The Los Angeles Times pointed out that “The Washington Post Co. reported a first-quarter net loss of $19.5 million, compared with a net income of $39.3 million in the same period last year. That mirrors an industry-wide swoon that analyst Alan D. Mutter labeled ‘the worst quarter in the modern history of American newspapers.’ Ad revenue plummeted more than 28 percent in the first three months of this year.”

Kurtz noted that various media companies charge large fees for conferences “with big-name executives and government officials, but in many cases the sessions are open for news coverage.” He pointed out that Atlantic Media was sponsoring the Aspen Ideas Festival, underwritten by Altria, Boeing, Booz Allen Hamilton, Ernst & Young, Mercedes-Benz, Philips, Shell and Thomson Reuters. Speakers include White House economic adviser Austan Goolsbee, U.N. Ambassador Susan Rice, Education Secretary Arne Duncan, Supreme Court Justice Stephen Breyer and Google CEO Eric Schmidt.

In March, the Wall Street Journal organized a two-day conference sponsored by Nasdaq, which included Treasury Secretary Timothy Geithner and Australian Prime Minister Kevin Rudd. Outside journalists paid $5,000 a piece to attend, and they also held a White House meeting with Obama economic adviser Lawrence Summers, “which was off the record at his request.”

In November, Politico explains, the Journal, “is charging a $7,500 for its two-day CEO Council ... an elite gathering that will include the paper’s top editors and high-profile speakers like Tony Blair, Rupert Murdoch, and Education Secretary Arne Duncan. And for a few thousand dollars, The Economist can open the door to intimate off-the-record meet-and-greets with world leaders.”

The gap between these events and the Post’s proposed tête-à-têtes is very slim. They are all points on a continuum—the incestuous and corrupt relationship between corporate power, the government, the military and the intelligence apparatus and the media. 

The salon proposal apparently caused an “uproar” in the Post newsroom. Some reporters may have genuine ethical concerns, others may simply be angered that such dirty operations have come to light. In any event, the intimate dinners at Weymouth’s house shed some light on the way in which the news is controlled and vetted in the US. Television and newspaper reporters, by and large, function as conduits for the stories that powerful elements in business and the state want the public to see and read.
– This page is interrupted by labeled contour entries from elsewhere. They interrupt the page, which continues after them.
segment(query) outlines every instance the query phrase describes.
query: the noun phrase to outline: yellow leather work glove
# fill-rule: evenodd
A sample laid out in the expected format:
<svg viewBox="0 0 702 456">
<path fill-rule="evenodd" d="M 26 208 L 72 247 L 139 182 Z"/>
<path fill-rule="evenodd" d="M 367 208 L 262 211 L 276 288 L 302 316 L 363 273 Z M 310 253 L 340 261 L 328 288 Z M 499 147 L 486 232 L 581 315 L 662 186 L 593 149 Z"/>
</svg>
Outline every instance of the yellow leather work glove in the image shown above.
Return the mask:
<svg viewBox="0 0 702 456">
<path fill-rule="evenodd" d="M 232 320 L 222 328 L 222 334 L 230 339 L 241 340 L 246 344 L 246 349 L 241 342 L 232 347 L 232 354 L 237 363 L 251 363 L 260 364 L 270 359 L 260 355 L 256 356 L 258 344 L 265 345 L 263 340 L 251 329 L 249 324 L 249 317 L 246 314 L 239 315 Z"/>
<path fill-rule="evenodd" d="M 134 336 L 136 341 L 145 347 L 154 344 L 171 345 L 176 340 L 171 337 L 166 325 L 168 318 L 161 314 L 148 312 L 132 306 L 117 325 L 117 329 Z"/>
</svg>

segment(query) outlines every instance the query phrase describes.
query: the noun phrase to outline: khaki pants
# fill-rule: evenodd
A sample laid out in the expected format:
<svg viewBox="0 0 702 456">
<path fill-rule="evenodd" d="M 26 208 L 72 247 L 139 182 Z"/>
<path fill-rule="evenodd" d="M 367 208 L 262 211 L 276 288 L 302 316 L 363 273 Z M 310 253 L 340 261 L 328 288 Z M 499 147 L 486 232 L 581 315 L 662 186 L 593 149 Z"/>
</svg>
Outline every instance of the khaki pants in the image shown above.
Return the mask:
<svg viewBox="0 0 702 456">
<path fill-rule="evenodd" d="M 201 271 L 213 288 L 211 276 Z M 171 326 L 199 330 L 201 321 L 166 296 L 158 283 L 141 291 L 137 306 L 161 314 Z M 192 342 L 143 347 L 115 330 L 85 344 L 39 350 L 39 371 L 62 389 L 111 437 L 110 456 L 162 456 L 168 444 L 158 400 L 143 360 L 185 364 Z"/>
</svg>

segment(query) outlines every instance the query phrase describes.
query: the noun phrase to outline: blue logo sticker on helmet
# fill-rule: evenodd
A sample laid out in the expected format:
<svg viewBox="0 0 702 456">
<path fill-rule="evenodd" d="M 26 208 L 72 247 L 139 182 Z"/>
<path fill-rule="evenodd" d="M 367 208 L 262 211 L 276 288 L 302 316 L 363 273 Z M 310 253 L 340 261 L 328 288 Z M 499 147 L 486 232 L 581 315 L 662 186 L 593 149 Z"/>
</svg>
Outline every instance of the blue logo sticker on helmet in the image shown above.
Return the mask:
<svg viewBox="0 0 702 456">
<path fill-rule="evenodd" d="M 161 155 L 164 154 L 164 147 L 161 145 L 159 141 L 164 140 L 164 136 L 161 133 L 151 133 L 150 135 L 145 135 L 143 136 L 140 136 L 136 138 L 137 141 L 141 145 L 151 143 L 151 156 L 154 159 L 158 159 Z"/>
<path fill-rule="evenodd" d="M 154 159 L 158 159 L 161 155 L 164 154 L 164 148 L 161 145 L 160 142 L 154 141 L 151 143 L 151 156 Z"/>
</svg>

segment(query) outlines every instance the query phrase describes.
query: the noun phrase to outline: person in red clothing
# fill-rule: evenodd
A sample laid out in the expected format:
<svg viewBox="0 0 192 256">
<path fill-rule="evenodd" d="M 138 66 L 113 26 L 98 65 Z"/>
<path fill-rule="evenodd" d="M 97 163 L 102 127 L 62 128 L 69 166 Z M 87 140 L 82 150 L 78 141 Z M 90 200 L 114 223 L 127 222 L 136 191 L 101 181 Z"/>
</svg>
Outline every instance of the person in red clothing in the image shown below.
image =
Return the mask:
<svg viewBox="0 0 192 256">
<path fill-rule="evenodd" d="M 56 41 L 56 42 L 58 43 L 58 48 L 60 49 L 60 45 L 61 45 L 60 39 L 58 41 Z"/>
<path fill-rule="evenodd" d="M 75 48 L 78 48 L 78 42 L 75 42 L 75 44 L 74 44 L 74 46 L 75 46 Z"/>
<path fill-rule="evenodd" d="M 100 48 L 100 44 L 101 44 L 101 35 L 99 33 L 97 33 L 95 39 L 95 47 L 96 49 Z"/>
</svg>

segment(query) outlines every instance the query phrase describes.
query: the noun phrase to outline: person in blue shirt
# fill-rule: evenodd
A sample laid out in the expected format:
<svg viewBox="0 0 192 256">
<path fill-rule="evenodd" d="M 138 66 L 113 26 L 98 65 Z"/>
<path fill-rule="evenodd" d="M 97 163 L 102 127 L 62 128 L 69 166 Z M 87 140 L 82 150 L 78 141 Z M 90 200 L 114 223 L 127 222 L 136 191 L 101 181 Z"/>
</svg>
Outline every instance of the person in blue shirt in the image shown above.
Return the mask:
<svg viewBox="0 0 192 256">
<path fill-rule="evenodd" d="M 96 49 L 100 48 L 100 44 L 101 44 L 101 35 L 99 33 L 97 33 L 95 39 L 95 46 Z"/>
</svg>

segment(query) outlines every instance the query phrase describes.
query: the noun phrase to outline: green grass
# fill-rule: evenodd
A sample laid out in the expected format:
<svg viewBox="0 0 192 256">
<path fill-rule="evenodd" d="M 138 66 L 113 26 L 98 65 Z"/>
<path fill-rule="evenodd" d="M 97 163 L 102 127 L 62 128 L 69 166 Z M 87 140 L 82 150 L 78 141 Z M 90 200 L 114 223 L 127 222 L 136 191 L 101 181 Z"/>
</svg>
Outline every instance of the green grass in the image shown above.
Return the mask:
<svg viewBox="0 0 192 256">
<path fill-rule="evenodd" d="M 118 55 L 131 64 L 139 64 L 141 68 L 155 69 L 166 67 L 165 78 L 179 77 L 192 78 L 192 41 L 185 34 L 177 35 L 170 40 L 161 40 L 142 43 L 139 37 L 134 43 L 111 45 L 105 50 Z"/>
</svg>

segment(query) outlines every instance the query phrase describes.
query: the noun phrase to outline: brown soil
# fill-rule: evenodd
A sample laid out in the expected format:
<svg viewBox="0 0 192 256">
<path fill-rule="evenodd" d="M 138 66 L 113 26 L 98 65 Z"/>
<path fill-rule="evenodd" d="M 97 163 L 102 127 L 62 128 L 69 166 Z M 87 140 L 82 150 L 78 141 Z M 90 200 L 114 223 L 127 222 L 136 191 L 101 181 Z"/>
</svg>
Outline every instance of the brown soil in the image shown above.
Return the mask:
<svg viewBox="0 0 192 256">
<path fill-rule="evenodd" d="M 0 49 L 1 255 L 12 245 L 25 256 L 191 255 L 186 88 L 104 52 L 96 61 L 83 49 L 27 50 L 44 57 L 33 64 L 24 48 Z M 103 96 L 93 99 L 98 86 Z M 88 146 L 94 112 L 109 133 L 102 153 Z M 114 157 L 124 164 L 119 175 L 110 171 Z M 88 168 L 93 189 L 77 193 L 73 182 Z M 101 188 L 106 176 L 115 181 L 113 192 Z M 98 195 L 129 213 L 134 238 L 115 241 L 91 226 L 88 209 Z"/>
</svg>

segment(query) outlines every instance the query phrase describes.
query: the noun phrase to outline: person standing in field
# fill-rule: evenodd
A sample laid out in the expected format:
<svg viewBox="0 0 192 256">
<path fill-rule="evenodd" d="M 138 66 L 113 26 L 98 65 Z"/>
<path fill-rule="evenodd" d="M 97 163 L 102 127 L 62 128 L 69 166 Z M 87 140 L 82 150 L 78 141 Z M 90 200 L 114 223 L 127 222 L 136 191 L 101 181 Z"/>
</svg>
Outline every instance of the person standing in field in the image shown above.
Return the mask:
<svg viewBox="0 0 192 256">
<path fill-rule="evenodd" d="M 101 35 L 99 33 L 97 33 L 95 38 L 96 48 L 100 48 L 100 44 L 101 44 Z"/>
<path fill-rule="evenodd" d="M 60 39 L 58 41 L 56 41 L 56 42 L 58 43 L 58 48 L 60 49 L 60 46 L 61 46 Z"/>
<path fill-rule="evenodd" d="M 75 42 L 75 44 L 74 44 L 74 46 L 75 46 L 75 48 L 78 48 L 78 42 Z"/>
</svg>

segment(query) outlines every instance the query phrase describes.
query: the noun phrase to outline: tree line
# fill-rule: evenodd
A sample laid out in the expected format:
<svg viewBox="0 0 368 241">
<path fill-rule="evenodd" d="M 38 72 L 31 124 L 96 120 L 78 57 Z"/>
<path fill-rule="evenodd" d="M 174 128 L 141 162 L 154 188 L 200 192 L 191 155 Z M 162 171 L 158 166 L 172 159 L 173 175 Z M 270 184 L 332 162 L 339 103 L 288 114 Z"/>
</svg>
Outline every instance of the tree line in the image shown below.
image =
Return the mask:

The American mass media ought to have no credibility whatsoever with the public. Its lies and omissions are themselves one of the major news stories of the past decade. In the midst of a global economic crisis and always fearful of popular unrest emerging, the broadcast and print media shift continuously to the right.

One has to put in this context the departure of a couple of critics of official policy from the ranks of newspaper journalism. The New York Times last year pushed out its longtime Supreme Court reporter, Linda Greenhouse. She accepted an early retirement from the newspaper at the end of the court’s session in the summer of 2008.

Greenhouse had been critical of Bush administration policies, referring in a speech to the fact that “our government had turned its energy and attention away from upholding the rule of law and toward creating law-free zones at Guantanamo Bay, Abu Ghraib, Haditha, and other places around the world.” Greenhouse came under strident criticism from the right wing; the Times, predictably, gave way.

In June the Washington Post fired columnist Dan Froomkin. The latter had been especially vocal on the question of torture, and became involved in a debate with ultra-right Post columnist Charles Krauthammer in May over the latter’s endorsement of waterboarding and other brutal measures.

On June 20, Katharine Weymouth delivered a commencement address in which she asserted, “Newspapers are a funny business—part business and part mission. And often, the two are in conflict. Our mission is to bring to the public news and information about the world around you. Our job is, as former Executive Editor Len Downie has said, to afflict the comfortable and to comfort the afflicted.” Nothing could be farther from the truth.